The conference was organised by the Liberation War Museum in Bangladesh in collaboration with the Cambodian genocide research group, the Documentation Center of Cambodia (DC-CAM).
The event will bring together Asian members of the International Coalition of Sites of Conscience (ICSC), a New York-based organisation that represents 70 historic sites and hundreds of historic institutions around the world, including the Gulag museum in Russia and holocaust museums throughout Europe.
Mofidul Hoque, the regional coordinator of ICSC, applauded Cambodia on the achievements of the Tuol Sleng museum and DC-CAM.
"Cambodia has made its mark and is recovering from its past atrocities," Hoque said.
Hoque also commented on the importance of collective memory to national progress in countries with traumatic histories, saying that the organisations "want to look forward to the future".
ICSC representative Bix Gabriel told the Post that she hoped that the meeting would strengthen the collaboration of the member states in their quest to share complex historical issues with younger generations across Asia.

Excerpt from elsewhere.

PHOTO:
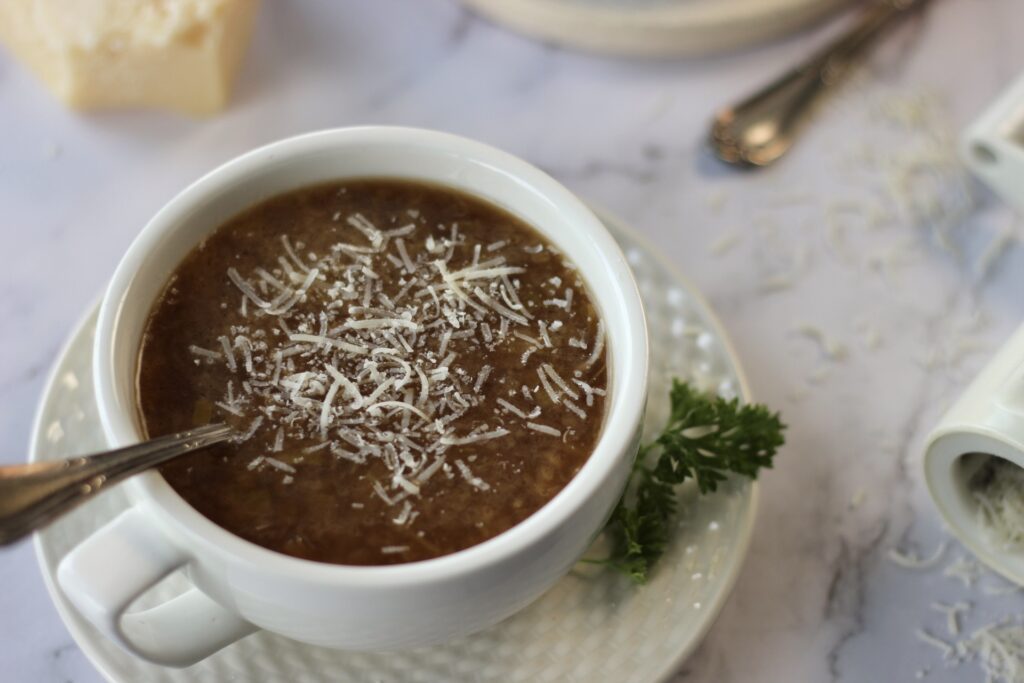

"We recognise the power museums have to address the solid issues of today and of the past," she said. "We want to help resolve the underlying questions about why these histories have come to exist."
She explained that the sites of conscience are all significant for their use of physical space to make history come alive and to speak to people today.
"[Our] sites are significant because they use the physical space of history to connect to people today," she said.
Akku Chowdhury from the Liberation War Museum in Bangladesh said that it was symbolic for Asia's sites of remembrance to come together. "Our sites can reflect upon the past and connect to the future, so the same mistakes are not repeated. We are all connected."
Tuol Sleng survivor Vann Nath and ECCC spokeswoman Helen Jarvis, among others, are representing Cambodia at the conference.